Eczaneye bir kere gitsek... Tek bir aşı... Sadece bir kere canımız yansa ve bir kere aşı ücreti ödesek... Ve ömür boyu gribe dirençli olsak... Her yıl yaklaşık yarım milyon insanın ölmesine sebep olan grip hastalığını bir aşıyla tarihe gömsek. Tabi bunu başarabilirsek, dünyanın en yaygın ve yılda iki buçuk milyon insanın ölmesine vesile olan AIDS virüsüne de tedaviyi bulmuş olacağız. (National Geographic)
Nobel ödüllü David Baltimore bunları kastederken hâlâ salona girmeye çalışıyordum. Yüzlerce bilim insanının ayakta birbirlerini itercesine dinlemeye geldikleri cümleler, heyecan vericiydi. Yaptıkları son genetiksel çalışmayı anlatırken gelecekte birçok hastalığın bir aşı ile tedavi edilebileceği müjdesini veriyordu. AIDS çalışmaları üzerine geliştirdikleri aşının bir benzerini grip hastalığı için de geliştirmişlerdi. Aşının insana vurulmasıyla artık her yıl değiştirilip piyasaya sürülen aşıları vurmamıza gerek kalmayacak gibi gözüküyor. Zira yapılan son deneylerinde aşının on yıl boyunca aktif olduğunu gösterdiler. (Alex Balozs, AAV mediated delivery)

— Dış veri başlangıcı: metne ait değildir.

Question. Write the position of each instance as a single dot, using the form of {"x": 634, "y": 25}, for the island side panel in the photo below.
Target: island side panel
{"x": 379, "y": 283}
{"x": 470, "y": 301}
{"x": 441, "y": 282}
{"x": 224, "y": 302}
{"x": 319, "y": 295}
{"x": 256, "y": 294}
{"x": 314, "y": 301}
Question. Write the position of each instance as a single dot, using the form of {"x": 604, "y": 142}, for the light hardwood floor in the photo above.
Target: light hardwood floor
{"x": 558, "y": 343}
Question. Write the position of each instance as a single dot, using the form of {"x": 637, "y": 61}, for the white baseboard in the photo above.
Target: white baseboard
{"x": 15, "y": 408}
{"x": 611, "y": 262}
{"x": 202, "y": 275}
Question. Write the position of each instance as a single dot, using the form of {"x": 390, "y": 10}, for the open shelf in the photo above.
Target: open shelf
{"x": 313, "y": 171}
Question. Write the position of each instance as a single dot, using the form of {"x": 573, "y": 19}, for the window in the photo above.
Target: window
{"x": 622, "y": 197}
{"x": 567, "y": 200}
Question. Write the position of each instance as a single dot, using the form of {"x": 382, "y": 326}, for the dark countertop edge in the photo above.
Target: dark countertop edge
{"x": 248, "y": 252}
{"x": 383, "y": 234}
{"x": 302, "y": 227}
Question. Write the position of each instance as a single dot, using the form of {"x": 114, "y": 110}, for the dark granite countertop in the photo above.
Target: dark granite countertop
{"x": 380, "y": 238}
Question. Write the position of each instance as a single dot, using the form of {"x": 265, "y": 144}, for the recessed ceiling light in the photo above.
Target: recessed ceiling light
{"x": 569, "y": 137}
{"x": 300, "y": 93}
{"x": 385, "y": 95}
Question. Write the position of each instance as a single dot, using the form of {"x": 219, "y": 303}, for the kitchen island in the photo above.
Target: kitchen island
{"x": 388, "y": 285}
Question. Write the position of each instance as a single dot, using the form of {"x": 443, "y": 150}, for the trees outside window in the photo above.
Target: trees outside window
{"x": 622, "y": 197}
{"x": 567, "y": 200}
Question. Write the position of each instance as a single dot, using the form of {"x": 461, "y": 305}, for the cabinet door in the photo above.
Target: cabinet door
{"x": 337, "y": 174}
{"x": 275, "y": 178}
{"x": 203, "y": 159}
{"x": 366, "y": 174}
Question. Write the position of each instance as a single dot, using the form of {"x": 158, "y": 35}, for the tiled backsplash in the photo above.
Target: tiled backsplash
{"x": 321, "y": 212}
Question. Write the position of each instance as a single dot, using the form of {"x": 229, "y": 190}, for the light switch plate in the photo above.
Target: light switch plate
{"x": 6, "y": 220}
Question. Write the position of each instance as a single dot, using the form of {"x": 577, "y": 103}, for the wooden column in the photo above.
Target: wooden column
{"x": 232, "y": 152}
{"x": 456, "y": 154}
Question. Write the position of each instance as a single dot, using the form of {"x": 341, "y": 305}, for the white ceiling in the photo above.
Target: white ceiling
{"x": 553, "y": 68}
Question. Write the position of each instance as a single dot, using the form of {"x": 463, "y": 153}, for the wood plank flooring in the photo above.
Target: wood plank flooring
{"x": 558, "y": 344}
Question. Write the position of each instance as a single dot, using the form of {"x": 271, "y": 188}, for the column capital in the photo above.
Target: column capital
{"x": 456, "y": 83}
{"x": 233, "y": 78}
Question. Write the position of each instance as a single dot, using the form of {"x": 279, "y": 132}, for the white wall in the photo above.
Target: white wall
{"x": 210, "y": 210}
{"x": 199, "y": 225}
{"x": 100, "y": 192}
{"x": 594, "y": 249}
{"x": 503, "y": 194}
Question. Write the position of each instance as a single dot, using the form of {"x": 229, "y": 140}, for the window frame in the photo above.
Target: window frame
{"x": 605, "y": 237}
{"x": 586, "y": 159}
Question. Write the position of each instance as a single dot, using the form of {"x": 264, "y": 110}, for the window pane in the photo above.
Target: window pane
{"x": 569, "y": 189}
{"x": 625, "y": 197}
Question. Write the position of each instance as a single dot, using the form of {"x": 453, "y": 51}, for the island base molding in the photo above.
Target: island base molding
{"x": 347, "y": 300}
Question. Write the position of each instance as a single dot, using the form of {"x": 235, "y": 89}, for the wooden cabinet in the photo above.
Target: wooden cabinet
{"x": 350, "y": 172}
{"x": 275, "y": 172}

Bu müjdeleri söyleyen David Baltimore olunca, sözler ‘’hayal’’ gibi düşünülemezdi. Ancak işin bir de perde arkası var. Hayatını ölümcül virüs ve mikropların araştırılmasına adamış bir bilim insanının konuşmasında, bir cümle vardı ki özellikle not almıştık: ‘’Bu aşı, gelecekte biyoterörizm için de kullanılabilir’’. Çünkü uğraştığı ölümcül virüs ve mikropların potansiyel küçük atom bombaları olduğu gayet iyi biliniyordu. Ancak eğer böyle bir aşı geliştirilip bütün ülkede kullanılırsa bu tehlike bertaraf edilebilecek gibi gözüküyor.

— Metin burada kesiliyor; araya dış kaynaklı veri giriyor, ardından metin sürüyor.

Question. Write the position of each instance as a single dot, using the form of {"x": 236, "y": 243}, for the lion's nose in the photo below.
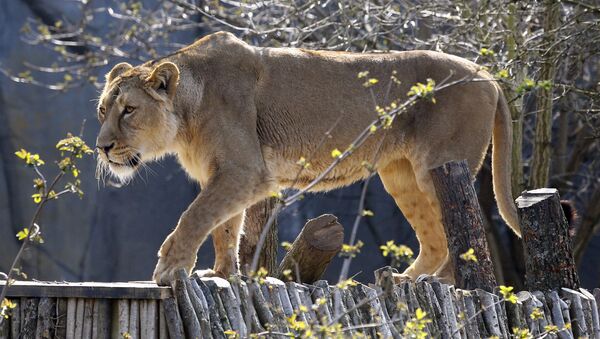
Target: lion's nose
{"x": 106, "y": 148}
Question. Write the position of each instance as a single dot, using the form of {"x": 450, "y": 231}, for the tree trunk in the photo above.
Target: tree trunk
{"x": 256, "y": 218}
{"x": 540, "y": 168}
{"x": 320, "y": 240}
{"x": 461, "y": 216}
{"x": 513, "y": 40}
{"x": 548, "y": 253}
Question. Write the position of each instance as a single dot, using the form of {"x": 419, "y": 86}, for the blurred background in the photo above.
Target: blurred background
{"x": 54, "y": 54}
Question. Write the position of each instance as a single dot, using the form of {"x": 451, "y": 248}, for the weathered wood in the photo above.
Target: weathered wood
{"x": 318, "y": 242}
{"x": 88, "y": 307}
{"x": 39, "y": 289}
{"x": 191, "y": 325}
{"x": 200, "y": 311}
{"x": 319, "y": 299}
{"x": 256, "y": 217}
{"x": 101, "y": 323}
{"x": 15, "y": 319}
{"x": 29, "y": 317}
{"x": 384, "y": 314}
{"x": 143, "y": 319}
{"x": 263, "y": 311}
{"x": 152, "y": 316}
{"x": 461, "y": 216}
{"x": 217, "y": 328}
{"x": 60, "y": 330}
{"x": 71, "y": 315}
{"x": 173, "y": 319}
{"x": 549, "y": 259}
{"x": 340, "y": 311}
{"x": 134, "y": 318}
{"x": 123, "y": 313}
{"x": 242, "y": 293}
{"x": 472, "y": 319}
{"x": 543, "y": 305}
{"x": 593, "y": 309}
{"x": 442, "y": 293}
{"x": 580, "y": 326}
{"x": 230, "y": 303}
{"x": 204, "y": 310}
{"x": 4, "y": 328}
{"x": 513, "y": 313}
{"x": 558, "y": 316}
{"x": 79, "y": 316}
{"x": 46, "y": 313}
{"x": 163, "y": 332}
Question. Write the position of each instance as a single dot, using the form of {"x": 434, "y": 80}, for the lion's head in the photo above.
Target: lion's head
{"x": 135, "y": 110}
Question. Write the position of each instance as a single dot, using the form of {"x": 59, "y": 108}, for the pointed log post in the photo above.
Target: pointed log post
{"x": 461, "y": 216}
{"x": 318, "y": 242}
{"x": 549, "y": 259}
{"x": 255, "y": 219}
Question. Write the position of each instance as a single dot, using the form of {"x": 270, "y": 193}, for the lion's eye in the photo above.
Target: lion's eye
{"x": 128, "y": 109}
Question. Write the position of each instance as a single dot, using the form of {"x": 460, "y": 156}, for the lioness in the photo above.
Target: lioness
{"x": 239, "y": 118}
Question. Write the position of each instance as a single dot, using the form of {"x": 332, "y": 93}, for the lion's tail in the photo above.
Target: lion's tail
{"x": 501, "y": 163}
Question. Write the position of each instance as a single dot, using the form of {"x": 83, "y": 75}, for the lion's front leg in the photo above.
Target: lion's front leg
{"x": 218, "y": 202}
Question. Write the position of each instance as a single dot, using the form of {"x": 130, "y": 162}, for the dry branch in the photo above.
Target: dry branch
{"x": 318, "y": 242}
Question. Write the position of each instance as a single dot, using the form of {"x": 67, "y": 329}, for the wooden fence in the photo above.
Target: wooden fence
{"x": 215, "y": 308}
{"x": 554, "y": 307}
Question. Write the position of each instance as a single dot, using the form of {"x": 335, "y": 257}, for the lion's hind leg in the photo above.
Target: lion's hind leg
{"x": 226, "y": 238}
{"x": 422, "y": 210}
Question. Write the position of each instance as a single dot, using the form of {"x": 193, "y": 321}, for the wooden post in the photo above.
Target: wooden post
{"x": 320, "y": 240}
{"x": 256, "y": 217}
{"x": 549, "y": 259}
{"x": 461, "y": 216}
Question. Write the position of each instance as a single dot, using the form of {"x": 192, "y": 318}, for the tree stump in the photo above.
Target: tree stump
{"x": 256, "y": 218}
{"x": 548, "y": 250}
{"x": 318, "y": 242}
{"x": 461, "y": 216}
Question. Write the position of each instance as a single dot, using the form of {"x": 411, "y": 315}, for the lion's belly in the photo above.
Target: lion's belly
{"x": 288, "y": 173}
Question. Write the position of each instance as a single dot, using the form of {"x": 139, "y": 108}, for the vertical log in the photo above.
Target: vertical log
{"x": 123, "y": 312}
{"x": 4, "y": 328}
{"x": 101, "y": 323}
{"x": 461, "y": 216}
{"x": 15, "y": 319}
{"x": 61, "y": 318}
{"x": 173, "y": 319}
{"x": 318, "y": 242}
{"x": 548, "y": 254}
{"x": 152, "y": 317}
{"x": 143, "y": 319}
{"x": 191, "y": 325}
{"x": 134, "y": 319}
{"x": 29, "y": 317}
{"x": 540, "y": 167}
{"x": 71, "y": 315}
{"x": 46, "y": 318}
{"x": 163, "y": 332}
{"x": 256, "y": 217}
{"x": 88, "y": 307}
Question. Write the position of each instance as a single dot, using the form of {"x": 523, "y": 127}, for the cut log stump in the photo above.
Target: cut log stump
{"x": 549, "y": 260}
{"x": 461, "y": 216}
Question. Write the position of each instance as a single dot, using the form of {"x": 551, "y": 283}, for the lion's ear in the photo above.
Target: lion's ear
{"x": 165, "y": 76}
{"x": 117, "y": 70}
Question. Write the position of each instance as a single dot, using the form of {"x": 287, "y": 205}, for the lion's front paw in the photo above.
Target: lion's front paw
{"x": 171, "y": 258}
{"x": 401, "y": 277}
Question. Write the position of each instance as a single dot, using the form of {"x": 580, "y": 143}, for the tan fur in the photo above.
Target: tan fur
{"x": 239, "y": 117}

Ye’cûc ve Me’cûc kavmi, zamanımızda sadece silahlanma ve televizyonla fitne çıkarmayabilir. Hz. Zülkarneyn’nin fitne kavmine, bakır ve demiri karıştırıp çelik bir set çekmesiyle karşı koyduğu gibi (Kehf Sûresi, 95-98); bugünün fitnesine de kendi etik yargılarımızla işleyen laboratuvarlarımız, aşılar ve GDO’lu besinler üretmek yoluyla karşı koyması gerekebilir. Hem nasıl, bakır ve demirin karıştırılıp çelik yapılma ilminin öğretilmesi, yaratılanı değiştirmek olarak algılanmıyorsa; aynen öyle de genetik mühendisliğinin ‘’bizcesini’’ uygulamak, yaratılanın manasını anlamak ve onların canlarını korumak olarak anlaşılmalı. Bu günlerde kimyasal silah endişesiyle başka ülkelerden ödünç aldığımız patriot füzelerini sınıra dizmişken; acaba küçücük bir biyolojik bombayı hangi füzeyle vurabilirdik? Akarsularımıza bulaşabilecek ölümcül bir mikrobu öldürecek ulusal bir aşı stokumuz var mıydı? Daha birkaç yıl önce domuz gribi (H1N1) endişesiyle bütün memlekete yirmi beş milyon aşıyı ‘’yabancı bir şirketten’’ (GlaxoSmithKlane, GSK) satın alıp dağıtmamış mıydık? Soruların üç nokta ile devam eden kısımları daha ürkütücü boyutlara varıyordu. Ancak savaşlar olmasa bile ithal edilen GDO’lu ürünlerin biyosilah olma ihtimali de yadsınamazdı.